Applicants also disclose herein a method for identifying candidate agents that are modulators of lymphocyte proliferation, clonal expansion, recruitment and trafficking into LNs and a method for discovering candidate agents that improve the efficacy of vaccines and/or that treat progressive immune deficiency syndromes, including HIV/AIDS by modulating lymphocyte proliferation, and/or clonal expansion, and/or recruitment and/or trafficking into LN.

In another aspect, the present invention provides a method for measuring proliferation, clonal expansion, recruitment or trafficking of lymphocytes, comprising: (a) Administering an antigen (immunogen) to an organism (animal or human subject) into a footpad or other anatomic site known in the art (immunization); (b) Administering, during or after immunization, an isotopic label known to enter DNA during replication; (c) Collection of a lymph node (LN) or LNs from an anatomic site draining the immunization site, at a defined time after immunization; (d) Isolation or separation of cells of interest from the LN; (e) Measurement of proliferation rates (kinetics) of cells isolated, based on the incorporation of label into DNA from said cells; (f) Measurement of LN cellularity (cell counts) on cells for which kinetics are measured; (g) Calculation of clonal expansion (local cell proliferation) and recruitment rates of cells into the LN; and (h) Comparing subjects that received a drug to subjects that were not treated (controls), to identify agents that inhibit cell recruitment into LN or clonal expansion in LN.

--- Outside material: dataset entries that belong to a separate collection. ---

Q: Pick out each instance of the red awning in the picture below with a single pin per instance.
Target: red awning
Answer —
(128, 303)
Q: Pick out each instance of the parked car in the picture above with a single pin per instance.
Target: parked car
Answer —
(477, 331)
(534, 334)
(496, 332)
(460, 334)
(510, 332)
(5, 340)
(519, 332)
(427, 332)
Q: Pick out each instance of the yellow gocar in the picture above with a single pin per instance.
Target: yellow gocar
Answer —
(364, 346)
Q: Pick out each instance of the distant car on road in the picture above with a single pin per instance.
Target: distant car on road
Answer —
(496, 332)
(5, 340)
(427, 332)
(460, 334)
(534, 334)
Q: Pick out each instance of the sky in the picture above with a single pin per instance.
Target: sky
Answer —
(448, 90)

In one embodiment the immunogen is KLH, DNCB, or other immunogens known in the art.

In another embodiment, the isotope administered is from a list including ²H₂O, ²H-glucose, ³H-thymidine, BrdU, or other tracers known in the art.

In another embodiment, the LN isolated are popliteal LN and the site of immunogen administration is ipsilateral footpad of a rodent.

In yet another embodiment, the cells of interest isolated from the LN include T-cells, CD₄+ T-cells, B-cells, and other immunocytes known in the art.